The following is a promo, or “Blurb” for an i-book publication about Ned Kelly. I don’t have an i-pad so I haven’t read it. The author is a person who maintains an enormous Kelly website called Ironoutlaw, and its been around for nearly 15 years., so you would think he must know something about Ned Kelly by now. He is also an expert writer, and has published on a blog of his a guide to writing a “Blurb”, describing how the aim of a Blurb is to use a technique that will result in the reader deciding “I must buy this immediately” Hard sell in other words; Propaganda even – and this blurb of his is a classic example of his skill in action:
Ned Kelly : A Pictorial History
By Bradley Webb
Description
Washed deep with the convict stain Ned Kelly’s destiny was cast in a defiant mold, the story of his short life was one that saw Ned, his brother Dan and their two mates Joe Byrne and Steve Hart, take on corrupt Police greedy land Barons and an ill-informed government in a crusade to change their world for the better. Wrongly accused they survived a deadly shoot out with Police in 1878 that saw the Gang outlawed with the largest reward ever offered in the British Empire- dead or Alive.

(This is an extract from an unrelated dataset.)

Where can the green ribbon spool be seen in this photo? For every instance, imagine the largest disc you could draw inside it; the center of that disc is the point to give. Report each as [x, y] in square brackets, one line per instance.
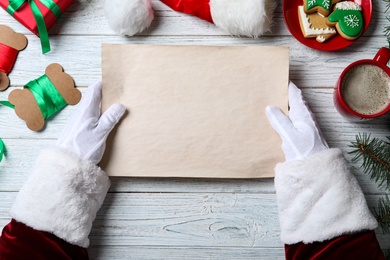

Over the next 18 months the Kelly Gang held up two country towns and robbed their banks – without firing a single shot; wrote numerous essays explaining their actions and became folk heroes to a generation. Their grand plan to derail a special Police Train, seize the hostages and declare a Republic of North East Victoria came to a fiery end at Glenrowan where they donned their famous but cumbersome armour against an overwhelming Police Force.
This outline of the Ned Kelly story is quite typical of the way in which it is often portrayed, and though colourful and appealing, it is childs play to show that it is highly misleading. This outline, and the detail of the story that is filled in around this sort of skeleton represents an extreme and highly sanitized and airbrushed view of Ned Kelly which I will show in the next few posts, is very far from an accurate portrayal of the truth about him.
The big question is really about the motivation of people who know so much about Ned Kelly yet persuade themselves that such a distortion of reality is the truth about him. One possible explanation is provided by Mr Webb himself.:
When other kids were watching Mickey Mouse, I was reading Blinky Bill. My GI Joe was dressed in Kelly armour that I’d made out of toilet rolls, sewn together with black cotton and coloured in with gray texta.
Ian Jones also fell in love with the Kelly Hero as a very young boy, and that love never left him either. Maybe, after giving up our beliefs in so many fond hopes as children , if we discover one hero who might actually be real, we cling to it, hoping against hope and refusing to look at the possibility that this hero too should go the way of the Tooth Fairy, The Easter Bunny, and Santa.